Investors can best prepare against an eventual market slowdown by buying cheap, unloved stocks, GMO says.
The investment firm finds the extreme discounts of deep value stocks attractive.
Once bullish sentiment starts to unwind, these valuations should correct, GMO wrote.
It’s time to embrace the market’s cheapest stocks, with the value sector poised to eventually roar back, GMO wrote in a new research note.
The investment firm, led by legendary investor Jeremy Grantham, outlined a high conviction in “deep value” equities — or stocks that are cheap relative to their genuine fundamental worth.
Based on this criteria, the investment firm began targeting the cheapest 20% of stocks in May 2023, steering clear of “deceptively cheap” value traps.

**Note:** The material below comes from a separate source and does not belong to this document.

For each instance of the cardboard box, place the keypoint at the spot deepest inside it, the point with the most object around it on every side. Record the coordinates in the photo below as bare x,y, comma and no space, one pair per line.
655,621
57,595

“In a world where many stocks are being driven ever higher by positive sentiment and investor optimism, many of the ones that have been most unloved and left behind are trading at extraordinary discounts,” the firm wrote.
Over the past year, US investment has skewed heavily toward large-cap tech names, helping benchmark indexes notch a series of all-time highs.

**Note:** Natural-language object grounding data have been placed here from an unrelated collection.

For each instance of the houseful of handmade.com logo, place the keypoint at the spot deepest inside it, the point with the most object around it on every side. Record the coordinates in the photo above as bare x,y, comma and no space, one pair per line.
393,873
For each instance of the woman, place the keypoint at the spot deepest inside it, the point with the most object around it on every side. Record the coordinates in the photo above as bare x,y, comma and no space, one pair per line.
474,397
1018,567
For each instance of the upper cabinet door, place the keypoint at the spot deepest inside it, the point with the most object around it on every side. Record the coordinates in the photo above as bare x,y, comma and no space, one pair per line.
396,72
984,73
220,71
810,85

Against this backdrop, deep value stocks have become extremely cheap — not only against the broader market but also in comparison to history.
“Outside of the US all value is cheap, but deep value is in the 2nd percentile of its history,” the note said. “Within the US, deep value is similarly sitting at the 10th percentile of its history, while the rest of value should largely be ignorable at current valuations.”
According to GMO, that makes deep value well-positioned to deliver strong returns once investor sentiment toward mega-caps starts to unwind. Earlier this year, GMO projected a 1% decline in US large-caps in the next seven years, predicting that deep value stocks will achieve 7.6% gains.
“The S&P 500 is tech and growth heavy, so an investment in international value is the perfect complement from more than just a regional perspective,” GMO wrote.